I'm performing queries in a server with Open Source Routing Machine (OSRM) deployed. I send a set of coordinates and obtain a n x n matrix of network distances over a streets network.
In order to improve the speed of the computations, I want to use "ThreadPoolExecutor" to parallelize queries.
So far, I'm setting the connection in two ways, both giving me the same error:
def osrm_query(url_input):
'Send request'
response = requests.get(url_input)
r = response.json()
return r
def osrm_query_2(url_input):
'Send request'
s = requests.Session()
retries = Retry(total=3,
backoff_factor=0.1,
status_forcelist=[ 500, 502, 503, 504 ])
s.mount('https://', HTTPAdapter(max_retries=retries))
response = s.get(url_input)
r = response.json()
return r
I generate the set of URLs (in the _urls list) that I want to send as requests and parallelize this way:
with ThreadPoolExecutor(max_workers=5) as executor:
for each in executor.map(osrm_query_2, _urls):
r.append(each)
So far, all works ok, but then, when parsing more than 40,000 URLs, I get this error back:
OSError: [WinError 10048] Only one usage of each socket address (protocol/networ
k address/port) is normally permitted
As far as I understand, the problem is that I send too many request from my machine, exhausting the number of ports available to send the request (it looks that this has nothing to do with the machine I'm sending the request to).

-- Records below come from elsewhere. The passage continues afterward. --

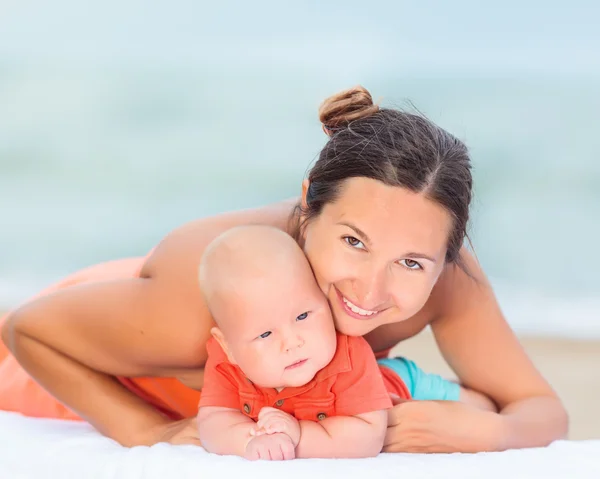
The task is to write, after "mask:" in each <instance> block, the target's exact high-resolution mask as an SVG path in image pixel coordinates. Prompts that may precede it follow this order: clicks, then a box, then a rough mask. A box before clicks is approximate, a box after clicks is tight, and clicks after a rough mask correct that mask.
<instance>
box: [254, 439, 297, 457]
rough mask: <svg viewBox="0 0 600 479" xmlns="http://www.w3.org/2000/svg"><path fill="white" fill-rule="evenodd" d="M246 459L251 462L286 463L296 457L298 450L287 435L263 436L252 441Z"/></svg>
mask: <svg viewBox="0 0 600 479" xmlns="http://www.w3.org/2000/svg"><path fill="white" fill-rule="evenodd" d="M244 457H245V458H246V459H249V460H251V461H256V460H257V459H262V460H265V461H285V460H287V459H294V458H295V457H296V448H295V446H294V444H293V443H292V440H291V439H290V437H289V436H288V435H287V434H281V433H276V434H263V435H261V436H254V437H253V438H252V439H250V442H248V444H247V445H246V454H245V455H244Z"/></svg>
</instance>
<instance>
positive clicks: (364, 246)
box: [343, 236, 365, 249]
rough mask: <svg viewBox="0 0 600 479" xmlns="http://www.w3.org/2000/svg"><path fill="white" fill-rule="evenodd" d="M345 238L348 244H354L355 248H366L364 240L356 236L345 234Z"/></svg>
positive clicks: (351, 244)
mask: <svg viewBox="0 0 600 479" xmlns="http://www.w3.org/2000/svg"><path fill="white" fill-rule="evenodd" d="M343 239H344V241H345V242H346V243H347V244H348V245H350V246H352V247H353V248H356V249H365V245H364V244H363V242H362V241H361V240H359V239H357V238H355V237H354V236H344V238H343Z"/></svg>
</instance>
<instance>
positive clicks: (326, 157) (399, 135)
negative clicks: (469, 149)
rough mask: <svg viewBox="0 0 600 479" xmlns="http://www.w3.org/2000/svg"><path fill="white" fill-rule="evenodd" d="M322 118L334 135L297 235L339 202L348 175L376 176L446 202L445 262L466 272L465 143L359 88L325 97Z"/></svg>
mask: <svg viewBox="0 0 600 479" xmlns="http://www.w3.org/2000/svg"><path fill="white" fill-rule="evenodd" d="M319 119H320V120H321V123H322V124H323V130H324V131H325V133H327V135H328V136H329V137H330V138H329V141H328V142H327V144H326V145H325V146H324V147H323V149H322V150H321V153H320V154H319V159H318V160H317V161H316V163H315V165H314V166H313V168H312V169H311V170H310V172H309V174H308V179H309V181H310V186H309V188H308V193H307V195H306V201H307V206H306V207H304V208H303V207H302V206H301V205H298V206H297V207H296V209H295V211H294V213H293V216H292V218H294V221H295V223H294V227H293V228H292V235H293V236H294V237H295V238H296V240H300V238H301V236H302V231H303V228H304V226H305V225H306V224H307V222H309V221H310V220H311V219H313V218H315V217H317V216H318V215H319V214H320V213H321V211H322V210H323V207H324V206H325V205H326V204H328V203H332V202H334V201H336V199H337V197H338V195H339V194H340V191H341V187H342V185H343V183H344V181H345V180H347V179H348V178H354V177H363V178H371V179H374V180H378V181H381V182H382V183H384V184H386V185H390V186H400V187H403V188H406V189H408V190H410V191H413V192H415V193H422V194H423V195H424V196H425V197H426V198H428V199H430V200H432V201H434V202H436V203H437V204H439V205H441V206H442V207H444V208H445V209H446V211H448V213H449V214H450V215H451V217H452V231H451V232H450V235H449V237H448V245H447V253H446V262H448V263H455V264H456V265H457V266H459V267H461V268H462V269H465V267H464V264H463V263H462V261H461V257H460V254H459V252H460V249H461V246H462V244H463V241H464V239H465V237H468V236H467V223H468V220H469V204H470V202H471V189H472V177H471V161H470V158H469V152H468V150H467V147H466V146H465V145H464V143H462V142H461V141H460V140H458V139H457V138H456V137H454V136H452V135H451V134H450V133H448V132H447V131H445V130H443V129H442V128H440V127H439V126H437V125H435V124H434V123H433V122H431V121H429V120H428V119H427V118H425V117H423V116H422V115H420V114H413V113H408V112H404V111H401V110H395V109H387V108H379V106H377V105H375V104H373V99H372V97H371V94H370V93H369V92H368V91H367V90H366V89H365V88H363V87H361V86H357V87H355V88H351V89H350V90H346V91H343V92H340V93H337V94H336V95H333V96H331V97H329V98H327V99H326V100H325V101H324V102H323V104H322V105H321V107H320V109H319ZM465 271H466V269H465Z"/></svg>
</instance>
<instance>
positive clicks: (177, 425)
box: [142, 417, 202, 446]
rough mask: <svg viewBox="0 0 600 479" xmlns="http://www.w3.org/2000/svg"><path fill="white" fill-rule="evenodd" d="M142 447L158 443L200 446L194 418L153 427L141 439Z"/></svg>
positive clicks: (196, 424)
mask: <svg viewBox="0 0 600 479" xmlns="http://www.w3.org/2000/svg"><path fill="white" fill-rule="evenodd" d="M142 442H143V443H144V445H147V446H152V445H154V444H158V443H159V442H167V443H169V444H174V445H184V444H192V445H194V446H201V445H202V444H201V443H200V434H199V431H198V421H197V420H196V418H195V417H192V418H189V419H182V420H180V421H173V422H167V423H164V424H161V425H160V426H156V427H153V428H152V429H150V430H149V431H147V434H146V435H144V437H143V438H142Z"/></svg>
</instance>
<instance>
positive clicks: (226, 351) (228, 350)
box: [210, 326, 237, 364]
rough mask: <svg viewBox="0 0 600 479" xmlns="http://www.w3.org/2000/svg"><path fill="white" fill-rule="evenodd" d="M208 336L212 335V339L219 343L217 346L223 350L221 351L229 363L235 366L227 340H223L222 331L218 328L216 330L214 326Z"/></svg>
mask: <svg viewBox="0 0 600 479" xmlns="http://www.w3.org/2000/svg"><path fill="white" fill-rule="evenodd" d="M210 334H212V336H213V338H215V339H216V340H217V343H219V345H220V346H221V349H223V351H224V352H225V354H226V355H227V359H228V360H229V362H230V363H231V364H237V363H236V362H235V359H234V358H233V355H232V354H231V351H230V350H229V346H228V344H227V340H226V339H225V335H224V334H223V331H221V330H220V329H219V328H217V327H216V326H215V327H214V328H211V330H210Z"/></svg>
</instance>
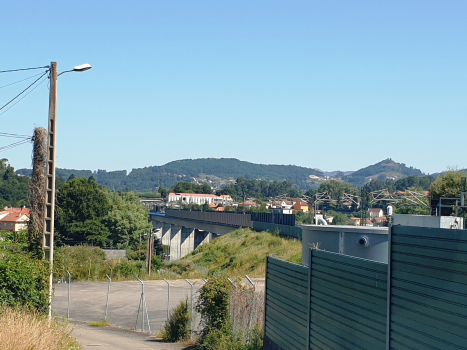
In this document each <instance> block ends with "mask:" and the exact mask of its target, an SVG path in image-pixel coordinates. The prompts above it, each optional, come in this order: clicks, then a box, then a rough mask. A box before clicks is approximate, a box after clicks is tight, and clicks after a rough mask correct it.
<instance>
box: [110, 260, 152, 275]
mask: <svg viewBox="0 0 467 350" xmlns="http://www.w3.org/2000/svg"><path fill="white" fill-rule="evenodd" d="M145 273H146V266H145V263H144V261H135V260H122V261H121V262H120V263H119V264H117V265H115V267H114V276H116V277H123V278H128V277H135V275H138V276H142V275H144V274H145Z"/></svg>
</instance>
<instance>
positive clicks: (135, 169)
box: [17, 158, 322, 192]
mask: <svg viewBox="0 0 467 350" xmlns="http://www.w3.org/2000/svg"><path fill="white" fill-rule="evenodd" d="M30 172H31V171H30V170H29V169H20V170H18V171H17V173H18V174H21V175H29V174H30ZM72 174H73V175H75V176H76V177H87V178H89V177H90V176H92V177H94V179H96V181H97V182H98V183H99V184H100V185H105V186H107V187H109V188H110V189H111V190H117V191H122V190H125V189H130V190H132V191H139V192H145V191H155V190H156V189H157V187H159V186H162V187H165V188H171V187H173V186H174V185H176V184H177V183H178V182H180V181H185V182H199V183H208V184H210V185H211V186H212V187H214V188H216V187H217V188H220V187H224V186H226V185H229V184H233V183H234V182H235V179H237V178H238V177H244V178H245V179H248V180H253V179H261V180H266V181H284V180H287V181H290V180H292V181H293V182H294V184H295V185H296V186H297V187H298V188H301V189H307V188H310V178H309V176H310V175H317V176H322V173H321V172H320V171H317V170H315V169H310V168H305V167H299V166H295V165H265V164H254V163H249V162H244V161H240V160H238V159H233V158H220V159H217V158H216V159H215V158H203V159H184V160H177V161H174V162H170V163H167V164H165V165H161V166H151V167H145V168H139V169H133V170H132V171H131V172H130V173H129V174H127V172H126V170H119V171H105V170H98V171H94V172H93V171H91V170H75V169H61V168H57V176H60V177H62V178H64V179H65V180H66V179H68V178H69V177H70V176H71V175H72ZM229 180H230V182H229Z"/></svg>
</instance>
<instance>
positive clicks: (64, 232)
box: [55, 177, 152, 250]
mask: <svg viewBox="0 0 467 350" xmlns="http://www.w3.org/2000/svg"><path fill="white" fill-rule="evenodd" d="M56 207H57V209H56V210H57V215H56V219H55V229H56V231H57V240H58V242H59V243H61V244H91V245H99V246H104V247H116V248H130V249H133V250H137V249H139V248H140V245H141V242H142V241H143V243H144V239H142V237H144V235H145V234H148V233H149V232H150V231H151V229H152V225H151V224H150V223H149V221H148V218H149V214H148V211H147V208H146V207H145V206H144V205H143V204H142V203H141V202H140V200H139V198H138V196H137V195H136V194H135V193H133V192H115V191H110V190H109V189H108V188H107V187H105V186H102V185H99V184H97V182H96V180H94V179H93V178H92V177H90V178H89V179H86V178H74V177H70V179H69V180H68V181H67V182H66V183H64V184H63V186H62V187H61V188H60V189H59V190H58V191H57V202H56Z"/></svg>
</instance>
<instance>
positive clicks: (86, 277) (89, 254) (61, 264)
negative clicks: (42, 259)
mask: <svg viewBox="0 0 467 350" xmlns="http://www.w3.org/2000/svg"><path fill="white" fill-rule="evenodd" d="M105 258H106V256H105V252H104V251H103V250H102V249H100V248H94V247H90V246H85V245H81V246H74V247H70V246H63V247H60V248H58V249H56V250H55V254H54V276H55V277H57V278H58V277H61V276H63V277H65V278H68V273H67V272H66V270H68V271H70V273H71V275H72V277H73V279H75V280H86V279H88V277H89V266H90V265H91V279H93V278H94V277H96V275H97V277H105V274H106V273H108V272H109V271H110V262H109V261H107V262H106V260H105ZM90 263H91V264H90ZM107 265H108V266H107ZM101 270H102V271H101ZM99 274H101V275H102V276H99Z"/></svg>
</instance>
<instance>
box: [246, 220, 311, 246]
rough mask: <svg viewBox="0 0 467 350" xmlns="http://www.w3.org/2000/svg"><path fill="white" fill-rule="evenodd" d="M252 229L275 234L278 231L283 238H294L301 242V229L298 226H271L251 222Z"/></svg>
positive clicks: (259, 223)
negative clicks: (273, 233)
mask: <svg viewBox="0 0 467 350" xmlns="http://www.w3.org/2000/svg"><path fill="white" fill-rule="evenodd" d="M253 229H254V230H256V231H268V230H269V232H275V231H279V234H280V235H281V236H284V237H291V238H296V239H298V240H300V241H301V240H302V228H301V227H298V226H286V225H278V224H271V223H267V222H259V221H253Z"/></svg>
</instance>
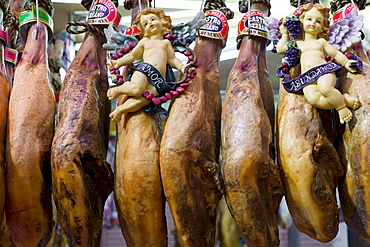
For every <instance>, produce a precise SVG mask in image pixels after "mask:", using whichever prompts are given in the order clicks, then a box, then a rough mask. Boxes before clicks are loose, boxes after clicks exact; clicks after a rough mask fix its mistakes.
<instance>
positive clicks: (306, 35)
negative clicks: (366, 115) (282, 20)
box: [276, 3, 359, 124]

How can I fix this? There is a way to tell the treadPoolExecutor to re-use the connections?
I was guided in the right direction by someone outside Stack Overflow.
The trick was to point the workers of the pool to a request Session. The function to send the queries was re-worked as follows:
def osrm_query(url_input, session):
'Send request'
response = session.get(url_input)
r = response.json()
return r
And the parallelization would be:
with ThreadPoolExecutor(max_workers=50) as executor:
with requests.Session() as s:
for each in executor.map(osrm_query, _urls, repeat(s)):
r.append(each)
This way I reduced the time of execution from 100 minutes (not parallelized) to 7 minutes with 50 workers as the max_workers argument, for 200,000 urls.